Historypin is not growing exponentially. It’s not viral. Rather, Historypin’s rates of new users, new content, and new content per user have been falling in 2013. Here are a few theories:
- Failure to tap a nerve – Not many people care to help stick photo pins on a map, despite their themed projects. Some ideas don’t stick.
- Hasn’t reached a critical density – The earth has 149 million square kilometers of land. London is 1.5k square kilometers. A density of 1 photo per square kilometer would be require ~500x more pins.
- Monolingual – Historypin wants to have a global community, but the site is exclusively English. It’s not hard to translate a user interface. (See our 2012 article about outsourcing translations.)
- Closed system – There’s no way to export your content, link it to another system, nor is there an API. Similarly, they did not pursue a way for institutions to use their site on the backend, e.g., for a historical society in a small town to create a local site on their platform.
- Questionable owner & future – The absence of clear funding sources undermines confidence in the long term prospects. Historypin was created by We Are What We Do, a “not-for-profit behaviour change company.” Their other projects range from branding a series of plastic shopping bags for a British retailer, to embroidered napkins with Tweets. The sole mention of a funding source for Historypin is a vague comment about support from Google.
- Bugs – Most of the technology on the Historypin site is slick and polished, but the core action of browsing photos on a map is buggy and awkward unless you zoom in close. Their mobile app is criticized by many users for being buggy and inadequate.
It’s a shame, because they are doing lots of things right, with a visually appealing site, an active and authentic blog, smooth technology, a mobile app, and some social media (Twitter, Facebook) to give contributors a sense of what’s new. In August 2013, Historypin acquired a smaller, similar project, LookBackMaps, but that has not boosted activity.
Invaluable labor
These considerations are important because crowdsourcing with volunteers has strong potential to deliver two kinds of content:
(a) Content which requires human judgement. For example, transcription projects focus on documents which are impossible to digitize automatically with OCR, but cost prohibitive to be transcribed by paid staff. Volunteers to the rescue! Once digitized, the documents become more vital, searchable in full text, read online, cross-referenced and mined by researchers. Fascinating insights can be extracted from large amounts of historical text.

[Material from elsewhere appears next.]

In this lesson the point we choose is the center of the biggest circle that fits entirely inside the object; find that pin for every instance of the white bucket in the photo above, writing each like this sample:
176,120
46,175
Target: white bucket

(b) Content in which volunteers have unique knowledge. For example, the beauty of Historypin is that so much of the world’s photographic history is owned by individuals. When people share these old photos, scanning their family albums and the like, many other, interesting questions can be asked and explored.
What do you think?
What other crowdsourced projects in science and culture should folks know about? And what do you think are key ingredients for success?
Data source: Statistics from the home page and site of HistoryPin and other projects, over time.